Each entry describes a package needed at runtime. Requirements come in two flavors — conda and PyPI — and can be mixed freely.

Conda requirements

Conda packages are resolved from conda channels during environment creation.

Restricted conda channels

The compiler only supports a fixed set of conda channels (conda-forge, microsoft, the ecoscope-workflows prefix.dev channels, and local file-based development channels).

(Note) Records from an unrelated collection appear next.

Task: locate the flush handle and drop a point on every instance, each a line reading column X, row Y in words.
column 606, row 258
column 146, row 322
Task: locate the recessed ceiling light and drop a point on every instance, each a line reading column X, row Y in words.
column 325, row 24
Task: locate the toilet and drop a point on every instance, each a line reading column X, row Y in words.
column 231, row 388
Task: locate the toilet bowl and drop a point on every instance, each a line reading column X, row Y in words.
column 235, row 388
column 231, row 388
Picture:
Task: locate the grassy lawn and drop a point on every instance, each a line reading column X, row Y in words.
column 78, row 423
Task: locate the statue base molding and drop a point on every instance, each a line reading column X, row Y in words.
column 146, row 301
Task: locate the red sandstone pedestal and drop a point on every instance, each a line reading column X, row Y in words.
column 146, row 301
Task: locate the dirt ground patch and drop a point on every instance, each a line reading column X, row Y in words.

Using an unsupported channel will raise a validation error.

requirements:
  - name: python
    version: ">=3.10,<4"
  - name: ecoscope-workflows-core
    version: ">=1.0"
    channel: "https://repo.prefix.dev/ecoscope-workflows"
Field Type Required Default Description
name string yes Package name.
version string yes Version constraint (e.g. ">=3.10", "==1.2.3", "*").
channel string no "conda-forge" Conda channel.

PyPI requirements

PyPI requirements reference packages from a local path, a Git repository, or a direct URL. They are installed via uv pip install into the conda environment during task discovery and appear in the compiled workflow's pixi.toml under [pypi-dependencies].

The compiler distinguishes PyPI requirements from conda requirements automatically: any entry with a git, path, or url key is treated as PyPI.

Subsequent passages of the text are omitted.